I can't quite do that on the el -- there are too many other people who will take any seat that's available. But, I have a particular car that I prefer in an eight car train, and a particular seat in that car, and I sit there whenever I can.

Routine is good.

Christmas upsets routine.

Here is a man who needs routine.
Perhaps I've advanced this theory here before: The male's need for routine goes back to the earliest stages of human development. The men would go off to hunt the wooly mammoth or something and they had to be aware of the right time to start the hunt -- the horns of the first half moon after the melting of the snows suggested the migration of the aurochs or something. And maybe our cave-dwelling ancestors did not understand the concept of 'upwind' or 'downwind' but they knew that if they came after the bear this way they could surprise it, but not if they came after it from that way. You might say that the need to develop -- and follow -- routines was more or less bred into the male of the species.

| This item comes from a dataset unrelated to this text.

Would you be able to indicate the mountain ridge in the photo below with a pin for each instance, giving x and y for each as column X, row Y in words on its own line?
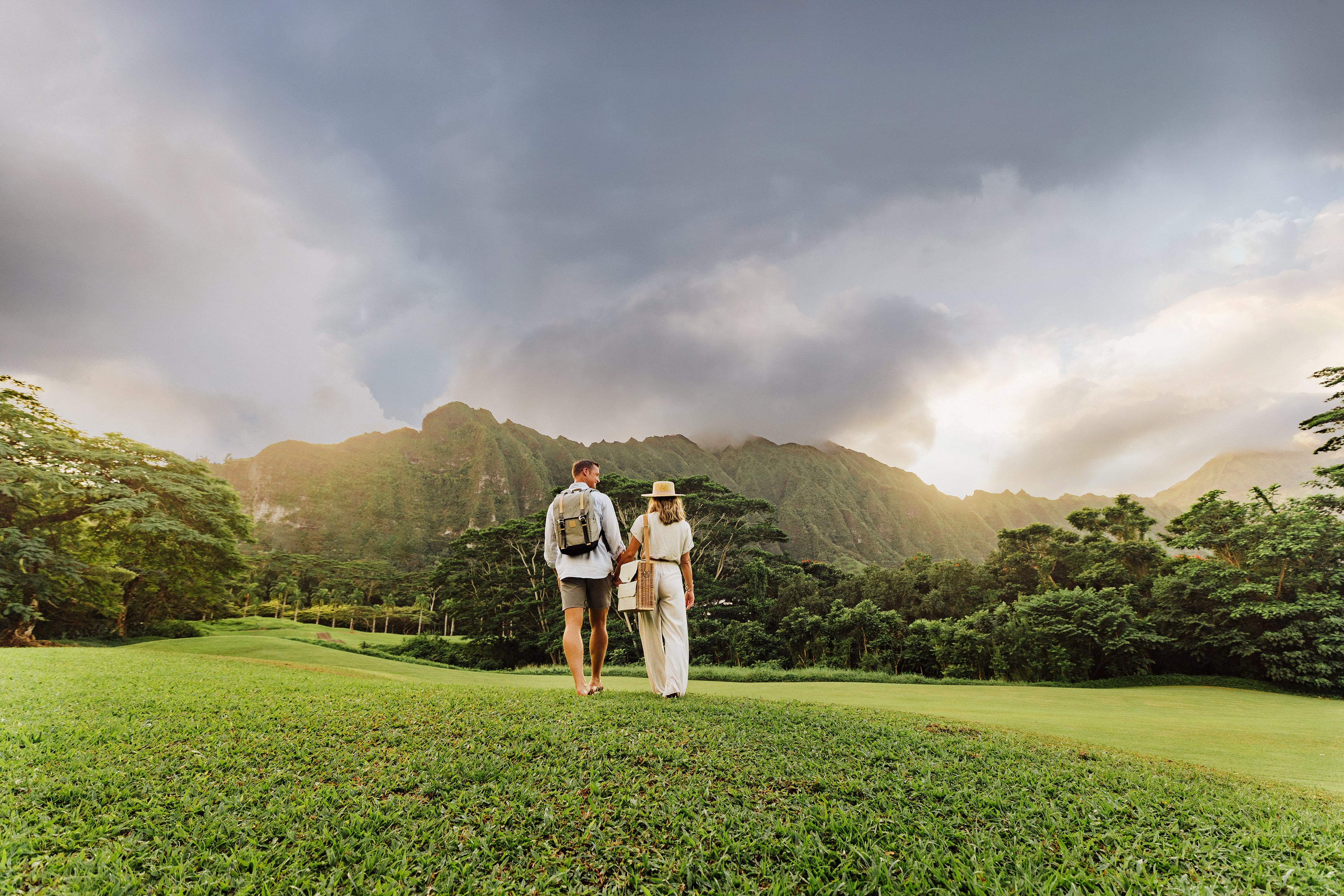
column 405, row 495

Women, on the other hand, always had to be more flexible. Yes, there'd be the season to pick berries and the season to gather nuts, and that would suggest a routine -- but the cave-women had charge of the cave-kids, too. Kids have never been entirely predictable. And there'd be surprises, as well -- one minute you're chewing deer hide to soften it enough so you can pierce it with your stone awl, and the next minute wolves or saber-tooth tigers are chasing the kids, or a large bear comes back to reclaim the cave that everyone thought he'd abandoned.

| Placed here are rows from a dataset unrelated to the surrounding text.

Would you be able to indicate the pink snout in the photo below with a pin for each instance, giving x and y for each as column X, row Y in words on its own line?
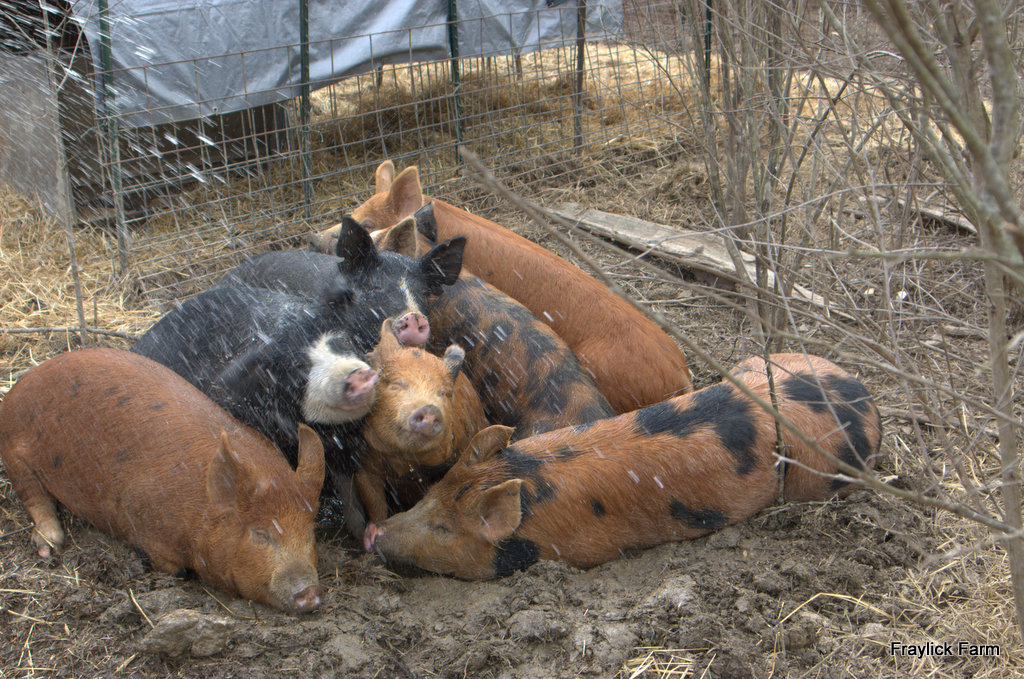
column 426, row 421
column 370, row 536
column 360, row 385
column 305, row 600
column 412, row 329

Christmas, for the allegedly 'gentler' sex, is just another disruption in the schedule with which they cope. Like their great-great-great (and so on) grandmothers chasing off the bear while the men were out goofing around looking for mastodons, women just cope with Christmas better.

But this year has put even Long Suffering Spouse to the test.

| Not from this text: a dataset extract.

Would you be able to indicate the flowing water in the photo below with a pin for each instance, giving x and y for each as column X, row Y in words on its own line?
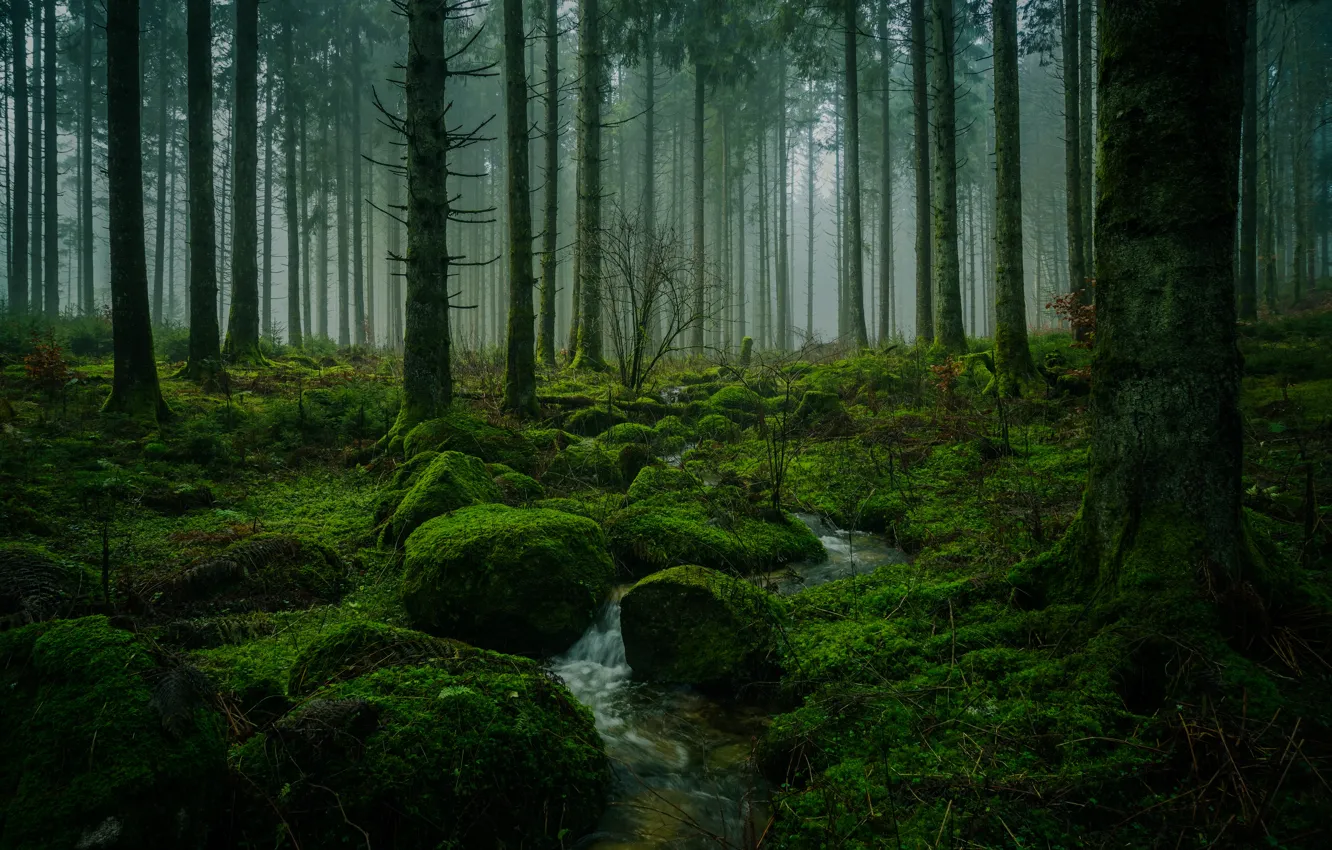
column 683, row 770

There's all our stuff, of course, but we know where to stash this picture or that one until their Christmas replacements come off the walls. But we have Younger Daughter and Olaf and the Baby-to-be-named-later in residence with us this year. Their stuff from the wedding is still in the basement -- underneath their stuff from the baby shower and the Baptism. And now they have Christmas stuff, too.

Then Older Daughter and her husband Hank and their dog Cork descended upon us -- with all their usual baggage (Cork's travel cage, Hank's suitcase -- which is always left on the living room floor, Older Daughter's hair dryer and her hair curler -- which seems, though I know it can not be so, to simultaneously take up residence in each bathroom in the house) and all of their Christmas stuff besides.

Maybe that's the real reason why we have to put up a tall tree -- so at least the tip of it can be visible above all this stuff.

I had to walk sideways, and serpentine, just to get to the coffeemaker last Friday.

By Christmas, all of this disruption had begun to wear on Long Suffering Spouse as well. It's one thing to have your nut-gathering interrupted by a saber-tooth tiger attack, but at our house it's the modern equivalents of wolves and saber-tooth tigers and bears all at the same time.

My friend Steve called me at the office late yesterday afternoon. "I'm surprised you're at work with everything that must be going on at your house," he said. And when I did not answer immediately he thought a little. "Of course, maybe that's why you're at work, eh?"

Bingo!

1 comment:

Anonymous said...

Love this post as it made me think of my paternal grandmother. No one had a stricter routine than her. I'm talking about many decades ago and everyday had it's certain job to be done. Monday was laundry day, with her wringer washer, and Tuesdays were baking days and etc.....On top of that she was a clean freak and seriously she washed down the walls of one room everyday of every week. Their house had 7 rooms and every week those walls got washed down regardless of if anyone had even been in some of them rooms. If she were still alive and walked in my house and realized how rarely I wash down any walls she would probably fall dead.

I'm like you though I don't like all the disruption that comes with the holidays.